Devant une salle pleine à craquer (ça déborde même), accompagné par Hans Van Oosterhout à la batterie, Bart De Nolf à la contrebasse et Bert van Den Brink au piano, Toots  enchaîne avec fougue et passion «Waltz For Sonny», «The Days of Wine and Roses» sur des tempos enlevés avant de poursuivre avec un magnifique mélange de «I Loves You Porgy» et de «Summertime»…

Superbe medley de ces deux titres déposés sur une rythmique qui rappelle «So What».
Sur l’ostinato, à la contrebasse, de Bart De Nolf , le pianiste intervient dans un solo lumineux.
Il redouble le tempo, échange des phrases avec Toots, en grande forme, et emmène finalement tout le monde vers «One Note Samba».
Du grand art.
Du bon jazz avec tout ce que cela implique de groove, d’impro, de swing et de plaisir.

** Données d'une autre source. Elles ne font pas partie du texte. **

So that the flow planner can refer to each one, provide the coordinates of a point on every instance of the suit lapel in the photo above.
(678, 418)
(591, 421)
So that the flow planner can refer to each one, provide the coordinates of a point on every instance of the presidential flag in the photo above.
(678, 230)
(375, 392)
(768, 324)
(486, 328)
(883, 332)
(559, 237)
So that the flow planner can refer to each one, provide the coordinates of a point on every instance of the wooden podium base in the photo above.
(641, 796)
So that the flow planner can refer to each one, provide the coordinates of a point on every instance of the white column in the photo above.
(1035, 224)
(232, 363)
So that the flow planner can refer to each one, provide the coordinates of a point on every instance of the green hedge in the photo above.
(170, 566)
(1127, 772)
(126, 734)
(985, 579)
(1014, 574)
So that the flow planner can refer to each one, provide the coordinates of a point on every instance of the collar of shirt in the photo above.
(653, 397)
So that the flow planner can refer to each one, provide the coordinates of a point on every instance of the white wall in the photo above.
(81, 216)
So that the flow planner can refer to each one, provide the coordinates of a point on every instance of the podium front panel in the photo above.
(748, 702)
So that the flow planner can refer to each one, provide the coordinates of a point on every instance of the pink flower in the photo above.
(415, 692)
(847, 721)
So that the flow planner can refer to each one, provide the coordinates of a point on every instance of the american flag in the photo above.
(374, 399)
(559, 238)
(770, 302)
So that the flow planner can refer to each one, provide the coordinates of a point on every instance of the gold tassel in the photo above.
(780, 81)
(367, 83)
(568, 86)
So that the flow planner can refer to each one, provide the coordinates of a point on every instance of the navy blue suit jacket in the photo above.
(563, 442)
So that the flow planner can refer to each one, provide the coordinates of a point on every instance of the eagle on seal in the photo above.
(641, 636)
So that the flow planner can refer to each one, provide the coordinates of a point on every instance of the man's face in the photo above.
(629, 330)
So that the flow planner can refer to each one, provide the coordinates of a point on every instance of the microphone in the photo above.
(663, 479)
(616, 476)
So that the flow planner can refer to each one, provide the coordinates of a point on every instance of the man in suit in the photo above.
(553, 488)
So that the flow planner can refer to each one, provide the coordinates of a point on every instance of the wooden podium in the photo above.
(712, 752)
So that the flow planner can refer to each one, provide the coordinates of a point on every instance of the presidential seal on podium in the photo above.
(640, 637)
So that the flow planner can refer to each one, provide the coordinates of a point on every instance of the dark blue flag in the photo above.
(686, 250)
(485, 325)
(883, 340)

Il n’y a aucun temps mort.
Hans imprime avec beaucoup de justesse des rythmes ondulants.
Toots invite Bart De Nolf à prendre un solo. Merveilleux.
Bart est un discret mais précieux contrebassiste à la sensibilité et à la rythmique sûres.
Son intervention est d’une finesse mélodique rare.

Toots s’adresse au public (enfin! serait-on tenté de dire) pour raconter, avec son humour habituel, comment il a rencontré Lee Konitz avant d’inviter ce dernier à le rejoindre sur scène.

Konitz me semble un peu plus à son aise avec cette petite formation qu’avec le BJO.
Avec Toots, il entame un court dialogue qui les lance sur «Body And Soul».
Puis, ils improvisent ensemble sur «Cherokee» qui se termine de façon un peu confuse peut-être…
Avant que l’invité ne quitte la scène, ils joueront encore «Giant Step».
Morceau que joue chaque jour Toots pour… «pratiquer».

07

L’harmoniciste est heureux.
C’est évident.
Alors il nous offre une version sensible de «For My Lady» avant de déclencher l’hystérie dans le public avec les premières notes de «Bluesette».
Sans cabotinage excessif, Toots fut simplement magnifique ce soir.

En rappel, il jouera une version très émouvante de «What A Wonderful World» en hommage à celui qui lui a donné le virus du jazz: Louis Armstrong.

Le public en redemande encore, mais le quartet viendra simplement saluer une salle debout.
On n’en voudra pas à Toots, ce soir il n’en a pas fait trop, mais il l’a fait de manière exceptionnelle.